Bioequivalence study of two capsule formulations of omeprazole in healthy volunteers.

The study was conducted in order to assess the bioequivalence of two capsule formulations (test and reference) containing 20 mg of omeprazole (5-methoxy-2-[[4-methoxy-3,5-dimethyl-2-pyridinyl) methyl]sulfinyl]-1H-benzimidazole, CAS 73590-58-6). Fifty healthy male and female volunteers were treated in a single-centre, randomised, repeated-dose (once daily for six consecutive days), open-label, two-way crossover study, with a washout period of at least 9 days between treatments. Plasma samples were collected up to 12 h post-dosing for the determination of omeprazole by HPLC with photodiode array detector (DAD).

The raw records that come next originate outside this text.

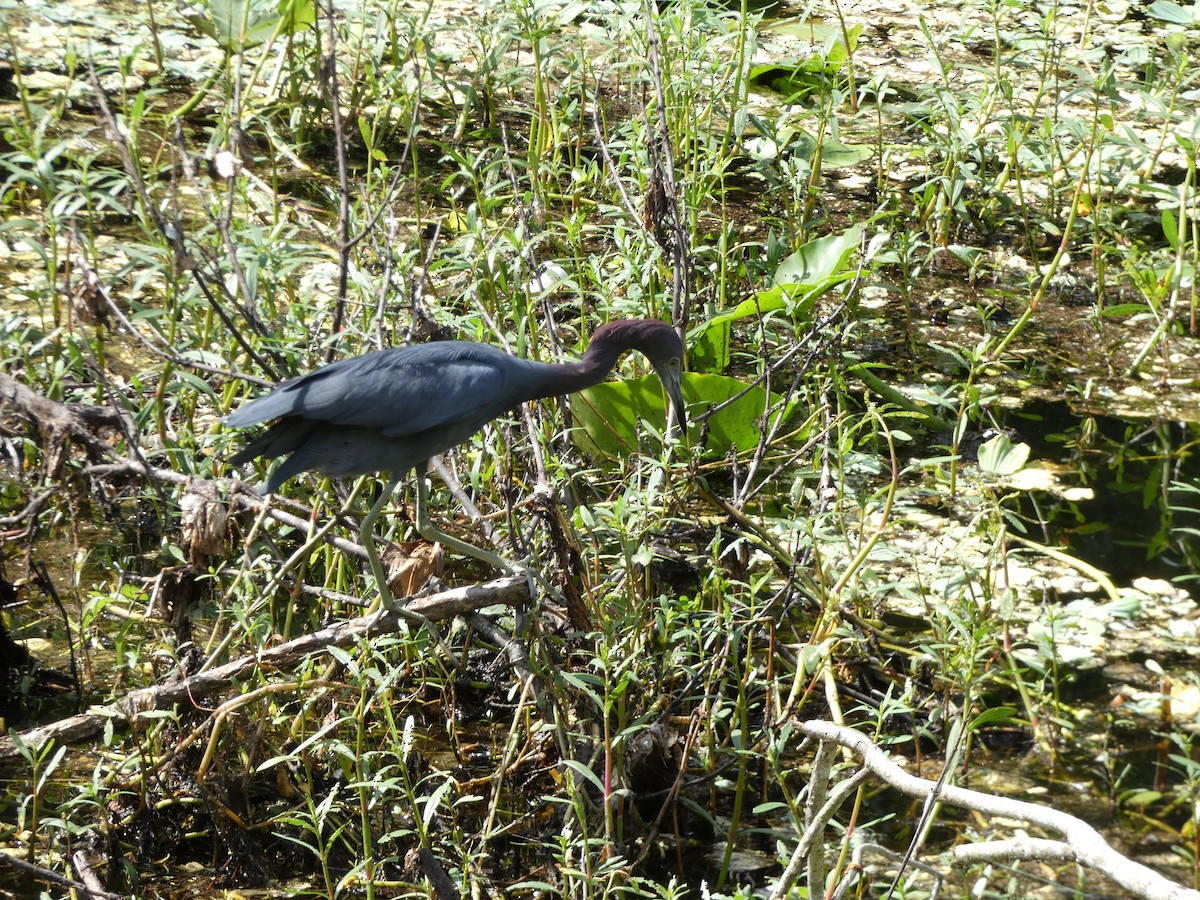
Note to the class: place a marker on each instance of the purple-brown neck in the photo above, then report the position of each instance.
(653, 339)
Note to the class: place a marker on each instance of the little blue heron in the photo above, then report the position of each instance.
(391, 411)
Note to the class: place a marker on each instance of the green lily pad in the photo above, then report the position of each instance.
(617, 418)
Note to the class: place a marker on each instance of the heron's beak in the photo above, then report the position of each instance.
(671, 376)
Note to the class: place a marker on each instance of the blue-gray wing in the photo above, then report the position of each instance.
(401, 391)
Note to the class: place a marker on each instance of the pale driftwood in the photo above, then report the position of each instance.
(52, 877)
(1080, 843)
(513, 591)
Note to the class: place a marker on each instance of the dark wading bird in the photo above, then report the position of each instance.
(394, 409)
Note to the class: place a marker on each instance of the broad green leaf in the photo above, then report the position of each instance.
(616, 418)
(837, 155)
(1168, 11)
(237, 24)
(999, 715)
(820, 258)
(1170, 229)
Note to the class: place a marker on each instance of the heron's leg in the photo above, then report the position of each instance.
(366, 538)
(426, 529)
(387, 603)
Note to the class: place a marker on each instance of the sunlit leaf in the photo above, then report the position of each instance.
(1000, 456)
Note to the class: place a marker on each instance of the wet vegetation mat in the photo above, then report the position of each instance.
(905, 607)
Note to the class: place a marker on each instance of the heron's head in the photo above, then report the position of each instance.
(661, 346)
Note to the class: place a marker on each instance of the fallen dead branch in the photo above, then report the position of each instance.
(1080, 843)
(436, 607)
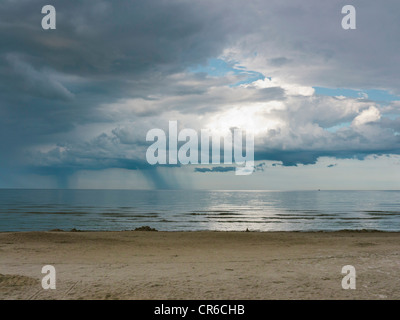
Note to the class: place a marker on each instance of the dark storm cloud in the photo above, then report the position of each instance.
(122, 66)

The evaluation of bioequivalence was based on the following pharmacokinetic parameters that were calculated by standard non-compartmental methods: area under the plasma concentration-time curve from zero to the time of the last quantifiable concentration (AUCt) and that extrapolated to infinity (AUC) and the maximumobserved concentration (Cmax). The 90% confidence interval around the ratios (test/reference) (obtained by analysis of variance, ANOVA) were 0.92-1.04 forCmax, 0.88-1.05 for AUCt, and 0.88-1.05 for AUC, i.e., within the predefined acceptable range for the conclusion of bioequivalence. The study indicated that the test and reference formulations containing 20 mg of omeprazole are bioequivalent in terms of both the rate and extent of bioavailability.